Upregulation of NMDA receptors in hippocampus and cortex in the pentylenetetrazol-induced "kindling" model of epilepsy.

"Kindling" is a phenomenon of epileptogenesis, which has been widely used as an experimental model of temporal lobe epilepsy. At the present work we investigated the contribution of NMDA receptors in the Pentylenetetrazol-induced "kindling" model in the mouse brain, by using quantitative autoradiography and the radioactive ligands [3H]MK801 and [3H]L-glutamate (NMDA-sensitive component). One week after establishment of kindling, a small but significant increase in [3H]MK801 as well as NMDA-sensitive [3H]glutamate binding was seen, being restricted to the molecular layer (ML) of the dentate gyrus (DG) and the CA3 region of the hippocampus.
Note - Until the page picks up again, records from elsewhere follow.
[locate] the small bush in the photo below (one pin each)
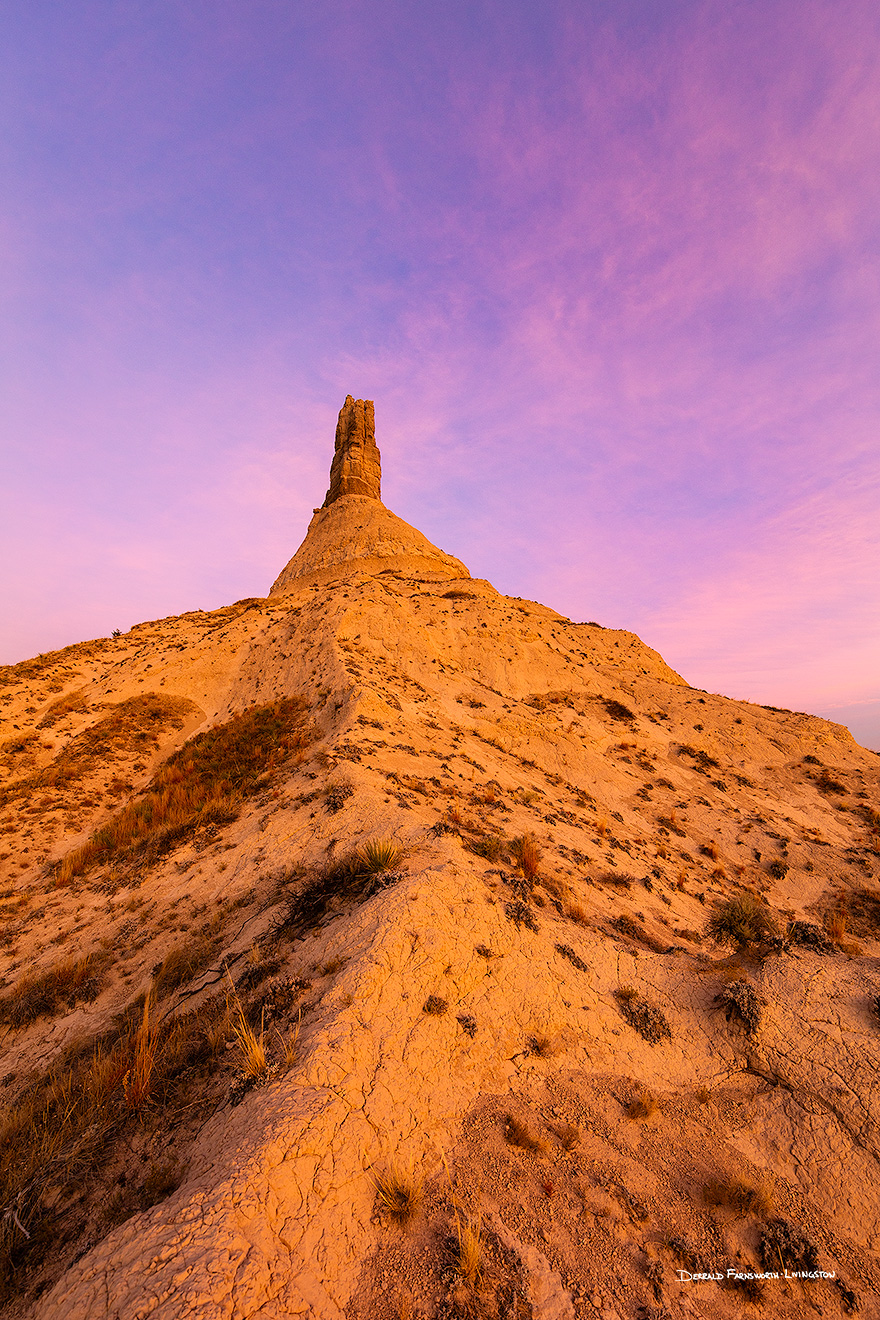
(736, 1195)
(643, 1106)
(517, 1133)
(520, 914)
(399, 1196)
(740, 1005)
(566, 952)
(488, 846)
(809, 936)
(742, 920)
(202, 782)
(379, 856)
(337, 796)
(649, 1022)
(784, 1246)
(618, 710)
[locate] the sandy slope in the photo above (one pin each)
(440, 700)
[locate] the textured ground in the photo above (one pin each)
(440, 702)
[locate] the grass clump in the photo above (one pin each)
(742, 920)
(467, 1259)
(399, 1195)
(527, 854)
(740, 1005)
(203, 782)
(42, 995)
(350, 879)
(784, 1246)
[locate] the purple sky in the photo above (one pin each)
(610, 269)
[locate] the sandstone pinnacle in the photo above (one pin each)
(352, 531)
(356, 465)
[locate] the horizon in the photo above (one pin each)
(610, 277)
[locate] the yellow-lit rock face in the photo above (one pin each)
(465, 991)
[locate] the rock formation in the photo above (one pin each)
(474, 910)
(356, 463)
(352, 531)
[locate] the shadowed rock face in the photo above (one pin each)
(356, 465)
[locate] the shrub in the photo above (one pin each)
(742, 920)
(651, 1023)
(784, 1246)
(736, 1195)
(740, 1005)
(379, 856)
(618, 710)
(809, 936)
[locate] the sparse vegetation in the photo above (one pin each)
(742, 920)
(46, 993)
(350, 879)
(202, 783)
(649, 1022)
(784, 1246)
(399, 1195)
(527, 854)
(740, 1005)
(618, 710)
(643, 1106)
(740, 1196)
(517, 1133)
(184, 962)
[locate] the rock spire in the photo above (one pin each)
(356, 465)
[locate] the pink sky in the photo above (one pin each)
(608, 269)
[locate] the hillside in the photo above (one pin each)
(451, 861)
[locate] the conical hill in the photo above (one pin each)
(392, 947)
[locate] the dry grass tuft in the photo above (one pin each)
(469, 1257)
(527, 854)
(201, 783)
(399, 1195)
(42, 995)
(137, 1083)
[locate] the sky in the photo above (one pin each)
(610, 271)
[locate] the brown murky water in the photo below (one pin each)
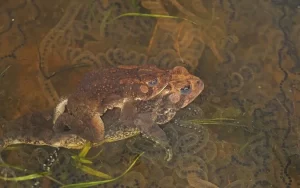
(246, 52)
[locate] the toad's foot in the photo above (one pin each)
(59, 109)
(5, 170)
(152, 131)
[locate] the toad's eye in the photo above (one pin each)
(185, 90)
(153, 83)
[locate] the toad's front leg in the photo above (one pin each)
(149, 129)
(90, 128)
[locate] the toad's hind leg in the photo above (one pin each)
(152, 131)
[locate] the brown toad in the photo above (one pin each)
(105, 89)
(144, 116)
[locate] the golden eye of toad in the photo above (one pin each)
(144, 89)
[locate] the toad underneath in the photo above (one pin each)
(144, 116)
(105, 89)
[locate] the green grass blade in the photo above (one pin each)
(94, 183)
(24, 178)
(93, 172)
(152, 15)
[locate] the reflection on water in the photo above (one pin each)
(245, 51)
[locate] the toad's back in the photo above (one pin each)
(104, 89)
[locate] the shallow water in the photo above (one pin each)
(246, 52)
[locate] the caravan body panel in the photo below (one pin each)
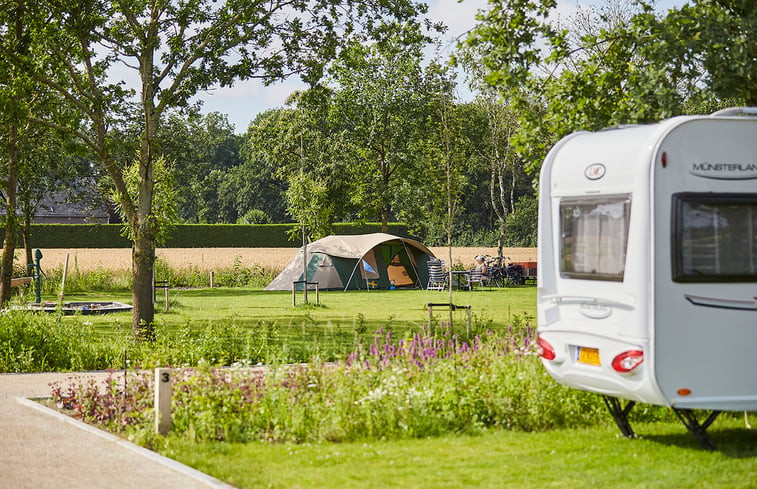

These binding augmentations persisted one month after establishment of kindling. A significant increase of NMDA receptor binding was also observed in the cortex-somatosensory and temporal one week after acquisition of the kindled state. The upregulation of NMDA receptors seen in DG and CA3 region of the hippocampus could be associated with the kindling process of this model especially with its maintenance phase, since it persists at long term, is area-specific and consistent with electrophysiological data. The increase of NMDA receptors seen in the cortex of the kindled animals could underlie the hyperexcitability detected by electrophysiological studies in this area.